In the trade arena, there are recent examples of the use of the UK’s post-Brexit discretion. Aline Doussin, a global and regulatory partner at Hogan Lovells in London and Paris, says: ‘You can see that, post-Brexit, the UK was able to respond completely differently to the prospect of Trump’s tariffs, and instead of threatening retaliation like the EU it could take much more of a conciliatory approach. We are now operating in a very different world, one in which the UK could potentially implement its own independent trade and policy framework.’

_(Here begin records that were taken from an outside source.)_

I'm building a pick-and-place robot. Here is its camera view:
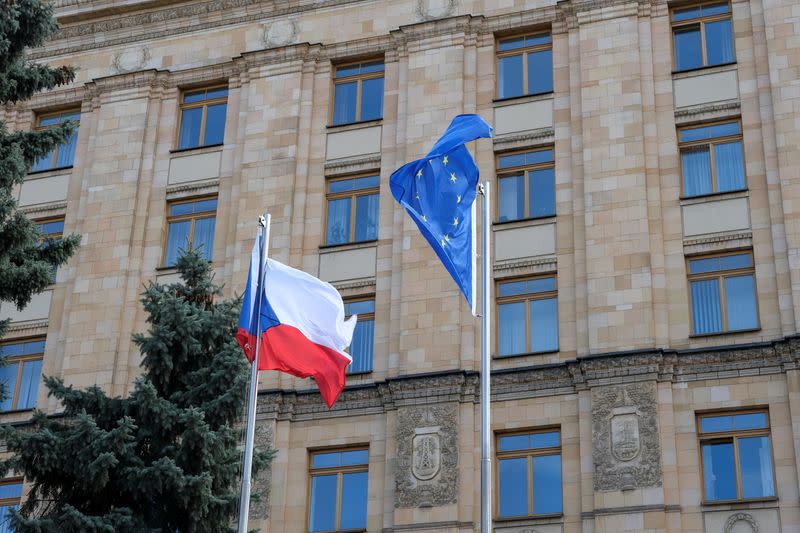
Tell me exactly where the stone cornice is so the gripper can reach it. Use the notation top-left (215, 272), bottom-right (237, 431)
top-left (253, 336), bottom-right (800, 420)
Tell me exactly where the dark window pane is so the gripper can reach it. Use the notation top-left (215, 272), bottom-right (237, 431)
top-left (733, 413), bottom-right (767, 429)
top-left (498, 54), bottom-right (522, 98)
top-left (681, 146), bottom-right (712, 196)
top-left (361, 78), bottom-right (383, 120)
top-left (739, 437), bottom-right (775, 498)
top-left (497, 302), bottom-right (527, 355)
top-left (533, 455), bottom-right (561, 514)
top-left (674, 27), bottom-right (703, 70)
top-left (528, 168), bottom-right (556, 217)
top-left (705, 19), bottom-right (733, 65)
top-left (528, 50), bottom-right (553, 94)
top-left (308, 474), bottom-right (337, 531)
top-left (530, 298), bottom-right (558, 352)
top-left (333, 81), bottom-right (358, 124)
top-left (339, 472), bottom-right (368, 529)
top-left (497, 457), bottom-right (529, 516)
top-left (703, 442), bottom-right (736, 500)
top-left (691, 279), bottom-right (722, 335)
top-left (725, 274), bottom-right (758, 331)
top-left (325, 198), bottom-right (351, 244)
top-left (498, 174), bottom-right (525, 222)
top-left (700, 415), bottom-right (733, 433)
top-left (178, 107), bottom-right (203, 149)
top-left (203, 104), bottom-right (228, 145)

Lawyers must help clients with a global footprint understand the reality of trading in a new era of sustained volatility rather than relying on the certainties of globalised trade. Highlighting the differences between operating in the EU and UK, and predicting how this gap could evolve with global events, is crucial.
Future divergence
What is coming down the track? The UK government is working on a carbon border adjustment mechanism (CBAM) regime, which differs substantially in implementation and scope from the EU CBAM. Both schemes address carbon leakage and incentivise global decarbonisation by imposing the same carbon costs on imports as domestic goods. The UK regime – due to be implemented in 2027 – will operate as a levy on imported goods, paid by the importer. The EU CBAM, which is in transition but will be effective in 2026, instead utilises a market-based mechanism similar to the EU Emissions Trading System, based on the purchase and surrender of CBAM certificates.
In intellectual property, meanwhile, the EU is introducing new design rights that may lead to further divergence if the UK does not respond with its own changes. A new EU pharmaceutical package that constitutes a comprehensive set of reforms also requires monitoring. Patents is another area to watch.

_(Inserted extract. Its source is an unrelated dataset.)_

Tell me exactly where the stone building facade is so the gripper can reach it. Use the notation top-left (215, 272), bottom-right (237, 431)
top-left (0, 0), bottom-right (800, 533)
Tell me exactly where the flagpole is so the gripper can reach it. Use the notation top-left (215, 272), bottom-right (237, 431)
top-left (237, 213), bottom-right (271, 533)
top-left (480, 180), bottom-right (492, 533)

‘Wait and see’ seems to be the mantra. Recent UK legislation – in procurement, subsidies, technology and more – has attempted to introduce flexibility and streamline the EU’s processes, while sowing the seeds for future divergence should the political will be there.
The pace of current events means predictions require a high-grade crystal ball, however. National security and defence are suddenly at the top of the agenda, with a likely reallocation of resources from net zero to defence. ‘The shift in priorities of the EU/UK relationship towards defence may lead to greater overarching cooperation, as we can see with the recent talk about a UK/EU defence pact,’ says Doussin. ‘But nothing is certain.’
The present morass is a boon to firms with a strong regulatory focus – but less beneficial for transactional firms with deals to close.